A recent study [14] aimed to assess the therapeutic outcomes of caffeine therapy in preterm neonates, evaluating onset of early and late therapy. It found that early therapy is associated with a reduced incidence of bronchopulmonary dysplasia. Studies like this can demonstrate approaches that can subsequently reduce the burden of morbidities in preterm infants.
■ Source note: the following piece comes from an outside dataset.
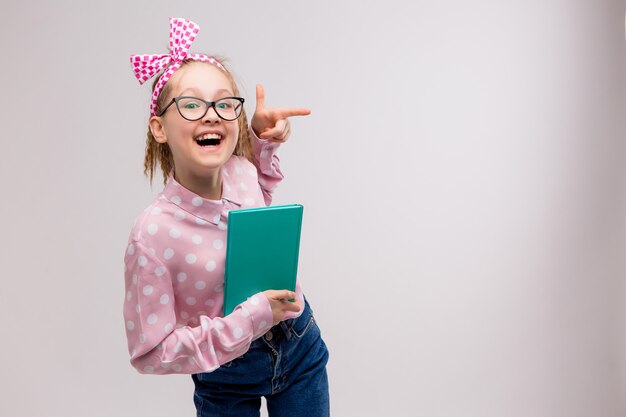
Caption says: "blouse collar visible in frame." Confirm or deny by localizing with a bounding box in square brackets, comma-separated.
[162, 166, 241, 225]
However, in a study assessing developmental outcome at five years of age, neonatal caffeine therapy was no longer associated with a significantly improved rate of survival without disability in children with very low birth weights [15]. This indicates that as the infant gets older, the impact of neonatal interventions can be less.
To address the paucity of studies in neonates, the Critical Path Institute organized the International Neonatal Consortium [16]. Its first task was the development of a comprehensive white paper describing how to study drugs in neonates [17]. This document can provide the data needed to develop a regulatory guidance about neonatal pharmacology and how to address the challenges of studies in newborns based on the diverse input of parents, clinical pharmacologists, sponsors, regulators, ethicists and pharmacometricians.
Clinical trials in paediatric patients and newborns are hard. Few paediatricians and even fewer neonatologists are trained in clinical pharmacology as well as how to conduct clinical research. This leads to few research sites with personnel trained to conduct paediatric clinical trials that are rigorous enough to meet the requirements of Good Clinical Practice. Many ethics boards (EBs) have limited paediatric experience, much less personnel who are knowledgeable in neonatology. This is exemplified by the varying attitudes among EBs about acceptable levels of risk. For vulnerable populations, such as paediatric patients, it is usually considered acceptable to expose them to minimal risk which is indexed to the risk encountered in normal everyday life. Most EB chairpersons would classify a blood draw as a minimal risk while others consider it a minor increase over minimal risk [18].
The need for paediatric studies persists and new efforts to increase the study of drugs in neonates and to improve the efficiency of these studies are underway. We can look to a future when neonatal drug therapy has the same solid data base that is provided for treatment of older children and adults.